U.S. stock-market indexes did an about-face in late-Friday action, booking sharp gains for the session, but recording the worst weekly losses in about two years, during one of the most frenetic stretches of trading on Wall Street.

Climbing bond yields and higher inflation have been partly to blame for igniting once-dormant volatility in the market, with investors already on edge over lofty equity valuations following a mostly relentless uptrend for assets perceived as risky.

What are the main benchmarks doing?

The Dow Jones Industrial Average finished the session up 330.44 points, or 1.4%, to 24,190.90, spanning more than 1,021 points as the blue-chip gains made powerful intraday swings in to and out of positive and negative territory. For the week, the Dow closed down 5.2%, marking its largest weekly decline since January 2016.

The S&P 500 ended up 38.55 points, or 1.5%, to 2,619.55, with 10 of the 11 main sectors finishing with gains. Technology shares led the advance, up 2.5%, while energy shares were the only laggards, down 0.4%. The broad-market gauge spanned more than 100-points Friday moves.

For the week, the benchmark index lost 5.2%, also marking its largest weekly drop since early January.

The Nasdaq Composite Index closed up 97.33 points, or 1.44%, to 6,874.47, but finished the week 5.1% lower, representing its worst week since early February of 2016

On Thursday, the S&P 500 and the Dow entered correction territory, defined as a decline of at least 10% or more from recent highs.

According to financial blog SentimenTrader, Thursday's drop marked the Dow's fourth-fastest decline into correction territory from an all-time high, based on data that goes back to 1897.

Based on Thursday's close, 96 of the S&P 500's components are in bear market territory (http://www.marketwatch.com/story/more-than-10-of-sp-500-stocks-are-in-a-bear-market-2018-02-08), defined as a 20% drop from a peak. Only 88 of the components aren't in correction territory.

(https://twitter.com/RyanVlastelica/status/961708128927657984)

The Cboe Volatility Index also switched between gains and losses and closed 13.2% lower at 29.06. The so-called "fear index" has more doubled so far this year; the S&P has undergone seven sessions with a 1% move in 2018, nearly equaling the number of such moves seen over the entirety of 2017.

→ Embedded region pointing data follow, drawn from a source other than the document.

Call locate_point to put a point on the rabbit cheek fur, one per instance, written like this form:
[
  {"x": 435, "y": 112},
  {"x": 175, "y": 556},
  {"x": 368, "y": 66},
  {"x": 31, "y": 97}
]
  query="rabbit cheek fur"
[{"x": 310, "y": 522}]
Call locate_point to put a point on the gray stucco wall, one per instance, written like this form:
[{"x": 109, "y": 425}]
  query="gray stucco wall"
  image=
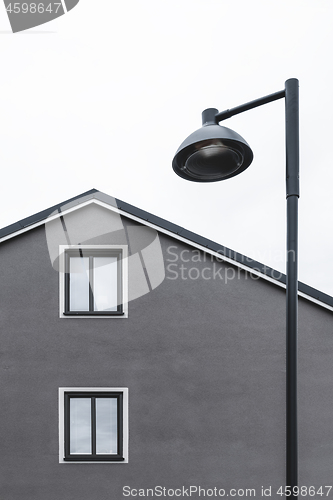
[{"x": 204, "y": 361}]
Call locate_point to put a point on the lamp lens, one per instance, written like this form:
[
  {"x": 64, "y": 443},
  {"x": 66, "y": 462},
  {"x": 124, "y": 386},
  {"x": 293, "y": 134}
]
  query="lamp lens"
[{"x": 213, "y": 162}]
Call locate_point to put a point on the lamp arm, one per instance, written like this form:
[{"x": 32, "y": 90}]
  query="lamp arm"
[{"x": 223, "y": 115}]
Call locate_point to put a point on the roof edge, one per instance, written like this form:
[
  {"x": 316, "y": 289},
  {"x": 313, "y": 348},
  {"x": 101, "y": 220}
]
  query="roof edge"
[{"x": 158, "y": 222}]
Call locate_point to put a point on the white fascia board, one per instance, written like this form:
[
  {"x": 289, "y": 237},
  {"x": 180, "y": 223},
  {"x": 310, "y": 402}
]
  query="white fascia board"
[{"x": 172, "y": 235}]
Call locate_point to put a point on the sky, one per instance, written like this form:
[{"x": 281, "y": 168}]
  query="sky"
[{"x": 103, "y": 96}]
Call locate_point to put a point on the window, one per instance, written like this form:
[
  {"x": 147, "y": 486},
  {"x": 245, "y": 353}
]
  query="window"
[
  {"x": 93, "y": 281},
  {"x": 93, "y": 425}
]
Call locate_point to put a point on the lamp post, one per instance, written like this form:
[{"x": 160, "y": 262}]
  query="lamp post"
[{"x": 215, "y": 153}]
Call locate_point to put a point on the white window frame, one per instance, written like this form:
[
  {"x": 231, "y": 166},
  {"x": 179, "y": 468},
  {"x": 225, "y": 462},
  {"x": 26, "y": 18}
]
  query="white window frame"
[
  {"x": 124, "y": 286},
  {"x": 61, "y": 406}
]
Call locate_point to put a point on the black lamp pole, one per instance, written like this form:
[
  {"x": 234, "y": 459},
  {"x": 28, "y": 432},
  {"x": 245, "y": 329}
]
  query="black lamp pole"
[{"x": 215, "y": 153}]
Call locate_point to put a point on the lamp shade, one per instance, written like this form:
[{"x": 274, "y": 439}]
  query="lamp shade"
[{"x": 212, "y": 153}]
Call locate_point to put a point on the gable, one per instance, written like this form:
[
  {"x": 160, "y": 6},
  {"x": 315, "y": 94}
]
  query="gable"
[{"x": 65, "y": 222}]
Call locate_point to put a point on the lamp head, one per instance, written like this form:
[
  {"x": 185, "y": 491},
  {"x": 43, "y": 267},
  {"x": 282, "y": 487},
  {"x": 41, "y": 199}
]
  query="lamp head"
[{"x": 212, "y": 153}]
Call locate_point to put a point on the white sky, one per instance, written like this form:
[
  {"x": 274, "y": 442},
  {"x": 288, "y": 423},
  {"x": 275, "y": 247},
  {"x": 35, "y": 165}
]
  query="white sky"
[{"x": 103, "y": 96}]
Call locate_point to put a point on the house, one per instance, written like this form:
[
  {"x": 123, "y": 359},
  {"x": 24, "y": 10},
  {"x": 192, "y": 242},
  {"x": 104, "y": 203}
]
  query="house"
[{"x": 140, "y": 359}]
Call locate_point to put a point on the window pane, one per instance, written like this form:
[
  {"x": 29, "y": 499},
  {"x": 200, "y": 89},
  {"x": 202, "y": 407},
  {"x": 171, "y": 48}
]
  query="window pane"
[
  {"x": 80, "y": 426},
  {"x": 105, "y": 283},
  {"x": 106, "y": 425},
  {"x": 79, "y": 284}
]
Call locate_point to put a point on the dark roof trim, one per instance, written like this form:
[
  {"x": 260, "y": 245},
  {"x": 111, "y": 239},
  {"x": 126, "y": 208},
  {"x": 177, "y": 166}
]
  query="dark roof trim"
[{"x": 173, "y": 228}]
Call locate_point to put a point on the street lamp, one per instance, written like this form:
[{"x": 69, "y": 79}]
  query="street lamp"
[{"x": 214, "y": 153}]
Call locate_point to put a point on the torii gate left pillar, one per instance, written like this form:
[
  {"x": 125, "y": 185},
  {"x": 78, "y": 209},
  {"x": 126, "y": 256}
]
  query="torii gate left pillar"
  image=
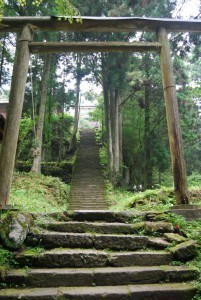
[{"x": 16, "y": 99}]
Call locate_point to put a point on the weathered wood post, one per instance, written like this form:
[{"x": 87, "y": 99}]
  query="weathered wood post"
[
  {"x": 16, "y": 99},
  {"x": 173, "y": 120}
]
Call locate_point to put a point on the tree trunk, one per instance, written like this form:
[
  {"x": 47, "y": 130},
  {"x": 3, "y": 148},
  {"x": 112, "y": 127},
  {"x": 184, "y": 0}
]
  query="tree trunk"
[
  {"x": 37, "y": 152},
  {"x": 173, "y": 120},
  {"x": 2, "y": 58},
  {"x": 11, "y": 132},
  {"x": 76, "y": 115},
  {"x": 147, "y": 141},
  {"x": 61, "y": 132},
  {"x": 116, "y": 133},
  {"x": 107, "y": 118}
]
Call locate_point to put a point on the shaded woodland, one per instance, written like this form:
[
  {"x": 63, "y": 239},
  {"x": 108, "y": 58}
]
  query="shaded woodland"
[{"x": 131, "y": 106}]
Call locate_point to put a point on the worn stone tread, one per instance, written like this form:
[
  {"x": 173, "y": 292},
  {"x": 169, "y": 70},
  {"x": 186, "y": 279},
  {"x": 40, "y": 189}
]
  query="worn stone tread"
[
  {"x": 52, "y": 239},
  {"x": 138, "y": 292},
  {"x": 97, "y": 276},
  {"x": 89, "y": 258},
  {"x": 98, "y": 227}
]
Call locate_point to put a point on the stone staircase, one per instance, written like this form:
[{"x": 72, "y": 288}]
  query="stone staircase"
[
  {"x": 96, "y": 255},
  {"x": 87, "y": 189}
]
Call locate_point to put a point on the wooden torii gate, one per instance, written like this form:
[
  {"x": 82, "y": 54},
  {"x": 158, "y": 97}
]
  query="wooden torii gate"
[{"x": 27, "y": 25}]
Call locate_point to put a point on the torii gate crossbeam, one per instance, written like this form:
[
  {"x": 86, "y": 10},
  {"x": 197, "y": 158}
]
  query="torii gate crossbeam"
[{"x": 26, "y": 25}]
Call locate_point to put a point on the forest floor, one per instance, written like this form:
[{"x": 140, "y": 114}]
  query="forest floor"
[{"x": 46, "y": 195}]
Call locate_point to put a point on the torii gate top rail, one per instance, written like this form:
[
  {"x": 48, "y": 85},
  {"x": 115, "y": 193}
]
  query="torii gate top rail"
[
  {"x": 100, "y": 24},
  {"x": 93, "y": 24}
]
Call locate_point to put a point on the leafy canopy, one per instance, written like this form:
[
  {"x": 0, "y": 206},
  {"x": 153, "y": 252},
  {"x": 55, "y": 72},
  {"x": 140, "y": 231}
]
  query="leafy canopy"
[{"x": 63, "y": 7}]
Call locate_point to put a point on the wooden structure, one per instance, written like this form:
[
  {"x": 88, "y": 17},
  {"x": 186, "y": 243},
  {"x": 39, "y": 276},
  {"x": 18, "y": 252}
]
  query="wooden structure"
[{"x": 26, "y": 25}]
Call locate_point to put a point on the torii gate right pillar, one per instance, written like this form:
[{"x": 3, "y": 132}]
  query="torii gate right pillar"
[{"x": 173, "y": 120}]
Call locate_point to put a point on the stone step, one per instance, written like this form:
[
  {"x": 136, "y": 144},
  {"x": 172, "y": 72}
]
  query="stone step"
[
  {"x": 81, "y": 227},
  {"x": 101, "y": 215},
  {"x": 97, "y": 276},
  {"x": 91, "y": 258},
  {"x": 51, "y": 240},
  {"x": 86, "y": 207},
  {"x": 167, "y": 291},
  {"x": 105, "y": 228}
]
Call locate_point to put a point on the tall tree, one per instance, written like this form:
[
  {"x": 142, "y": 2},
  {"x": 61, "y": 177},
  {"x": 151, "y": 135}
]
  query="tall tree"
[{"x": 37, "y": 151}]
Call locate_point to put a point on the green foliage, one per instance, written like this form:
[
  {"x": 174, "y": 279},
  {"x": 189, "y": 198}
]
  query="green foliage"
[
  {"x": 64, "y": 7},
  {"x": 158, "y": 199},
  {"x": 194, "y": 230},
  {"x": 41, "y": 194},
  {"x": 62, "y": 169},
  {"x": 6, "y": 259},
  {"x": 194, "y": 179}
]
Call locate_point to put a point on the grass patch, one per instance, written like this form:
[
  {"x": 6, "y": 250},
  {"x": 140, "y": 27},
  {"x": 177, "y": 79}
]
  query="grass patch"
[
  {"x": 39, "y": 194},
  {"x": 157, "y": 199}
]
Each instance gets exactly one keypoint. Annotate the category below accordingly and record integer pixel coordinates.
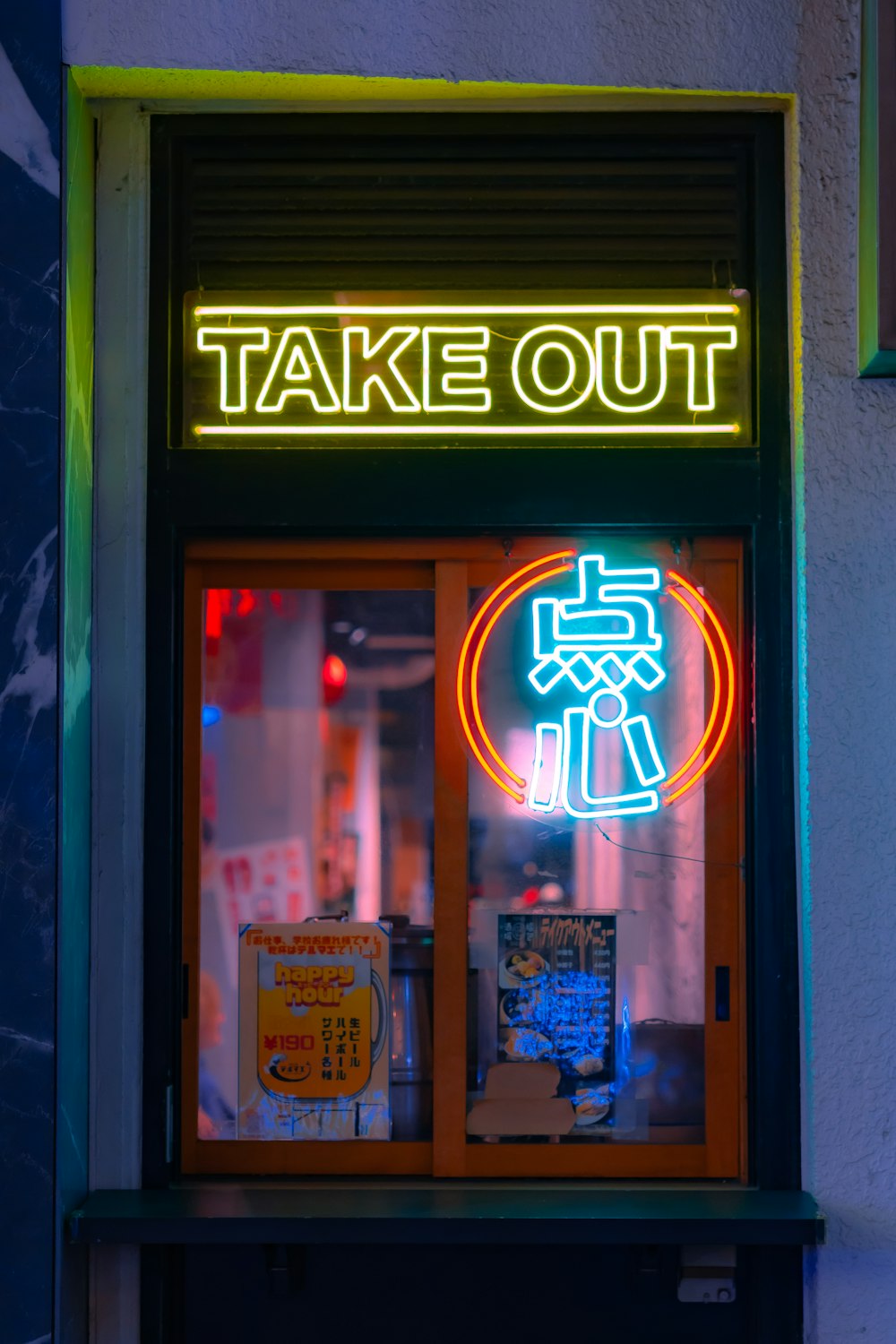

As markets whipsawed, weekly trading volumes (http://www.marketwatch.com/story/weekly-us-stock-market-volume-highest-since-august-2011-2018-02-09) were the highest since August of 2011, according to Wall Street Journal Digital Data.

Don't miss:Jim Cramer blames a 'group of complete morons' for blowing up the market (http://www.marketwatch.com/story/jim-cramer-blames-a-group-of-complete-morons-for-blowing-up-the-market-2018-02-08)

What's driving markets?

The Dow has suffered a pair of 1,000-point drops this week, including in Thursday's session, something that has never happened in history, as inflation fears and rising yields dogged markets.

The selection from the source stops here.